They arrived from the north after all the things we will be discussing today were already in existence.
China’s earliest history is of black people.
The evidence is mounting and the same goes for the rest of East Asia.
The artefacts of the early Buddhas in China, Japan and Southeast Asian countries such as Thailand and Cambodia are a telling sign of the presence of blacks in that region.
They are depicted with black skin, kinky hair, broad noses and lips.
These sculptures and paintings can be found in many museums and monuments throughout East Asia.
They sat in a style known as fuzuo in Chinese, which involved interlocking their legs while sitting on the ground.
This is known as kupfunya chisero in Zimbabwe and was a traditional way of sitting for males in ancient times.
Chinese archeologists are now convinced that indeed the first inhabitants of their land were blacks.

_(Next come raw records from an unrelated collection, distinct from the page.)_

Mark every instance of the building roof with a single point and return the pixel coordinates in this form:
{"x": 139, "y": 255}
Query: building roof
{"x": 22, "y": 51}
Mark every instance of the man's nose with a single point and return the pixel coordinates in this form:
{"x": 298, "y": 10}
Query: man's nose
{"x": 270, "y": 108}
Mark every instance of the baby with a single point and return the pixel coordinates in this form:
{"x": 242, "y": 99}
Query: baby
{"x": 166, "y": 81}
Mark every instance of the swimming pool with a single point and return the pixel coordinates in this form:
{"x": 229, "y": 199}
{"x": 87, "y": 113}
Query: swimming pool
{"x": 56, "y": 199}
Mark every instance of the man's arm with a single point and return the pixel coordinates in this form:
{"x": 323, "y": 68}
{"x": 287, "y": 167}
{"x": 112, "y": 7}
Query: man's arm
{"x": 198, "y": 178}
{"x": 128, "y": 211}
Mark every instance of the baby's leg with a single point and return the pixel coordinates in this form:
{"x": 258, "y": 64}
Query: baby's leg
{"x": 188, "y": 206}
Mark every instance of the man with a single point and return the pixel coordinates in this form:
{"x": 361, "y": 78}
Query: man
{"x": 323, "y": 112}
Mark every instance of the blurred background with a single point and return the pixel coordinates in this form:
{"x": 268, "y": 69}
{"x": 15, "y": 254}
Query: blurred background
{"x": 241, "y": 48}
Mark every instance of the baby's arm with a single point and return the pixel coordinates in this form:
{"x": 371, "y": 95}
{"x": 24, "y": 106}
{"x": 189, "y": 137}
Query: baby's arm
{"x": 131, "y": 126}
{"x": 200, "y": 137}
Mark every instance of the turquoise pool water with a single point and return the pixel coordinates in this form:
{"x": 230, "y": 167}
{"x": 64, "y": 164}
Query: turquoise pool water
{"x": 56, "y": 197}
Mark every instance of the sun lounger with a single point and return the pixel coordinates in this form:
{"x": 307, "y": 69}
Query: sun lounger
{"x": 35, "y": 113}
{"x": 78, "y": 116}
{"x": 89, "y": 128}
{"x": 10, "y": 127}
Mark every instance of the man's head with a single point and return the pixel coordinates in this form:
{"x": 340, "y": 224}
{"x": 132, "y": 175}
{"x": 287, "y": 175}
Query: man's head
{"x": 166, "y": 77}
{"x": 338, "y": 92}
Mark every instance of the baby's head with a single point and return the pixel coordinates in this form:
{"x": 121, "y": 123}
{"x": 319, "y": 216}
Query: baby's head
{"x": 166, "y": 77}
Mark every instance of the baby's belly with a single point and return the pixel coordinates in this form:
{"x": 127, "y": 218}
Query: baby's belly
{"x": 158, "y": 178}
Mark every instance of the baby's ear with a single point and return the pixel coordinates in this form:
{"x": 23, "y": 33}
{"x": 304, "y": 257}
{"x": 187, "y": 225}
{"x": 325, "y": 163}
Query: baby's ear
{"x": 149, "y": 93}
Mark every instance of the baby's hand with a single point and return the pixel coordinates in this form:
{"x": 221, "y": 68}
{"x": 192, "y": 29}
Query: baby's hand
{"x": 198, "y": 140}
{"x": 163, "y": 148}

The first two traceable dynasties in China are the Xia, followed by the Shang. These people were called nakhi in some ancient dialects which literally meant blacks.
Even the dynasties which followed and preceded the Han were known as limin which meant the black (dark) populace.
This title also hinted that the majority of the inhabitants of China were black.
The earliest Chinese people used an ancient writing form called jiaguwen. It was carved on stones, wood (bamboo strips) and tortoise shells.
The characters were hieroglyphic in nature and existed at the same time as those of ancient Egypt.
The word for moon was a drawing of a moon and so forth. The modern Chinese characters evolved from jiaguwen.
The earliest domiciles of inhabitants were round, single-roomed mud huts with straw roofs.
These are identical to the traditional homes of Africans, particularly those in sub-Sahara.
For thousands and thousands of years, mud and straw huts continued to be the habitats of the poor and thus the majority of the Chinese; even throughout the periods that the affluent were constructing the signature Chinese style architecture that the world has come to know.
In modern China, there are still groups in places like rural Fujian which continue to use the mud building technique.
However, their houses have assumed a rectangular shape to mimic the modern buildings, yet still using the ancient technique that rural Africa is still familiar with. The thatching techniques of the ancient Chinese mud huts and those of rural Africa are exactly the same.
The crop planted by the earliest Chinese people was neither rice, nor wheat, but millet.
This was the same in African countries like Zimbabwe before the more recent introduction to maize after the coming of the Portuguese, who had procured it from the Americas.
Sadza was made out of millet until the coming of maize around 500 years ago.
In China, millet or xiaomi was used to make porridge (congee) which continues to be eaten by women after giving birth in traditional communities.
The earliest noodles in China were made of millet.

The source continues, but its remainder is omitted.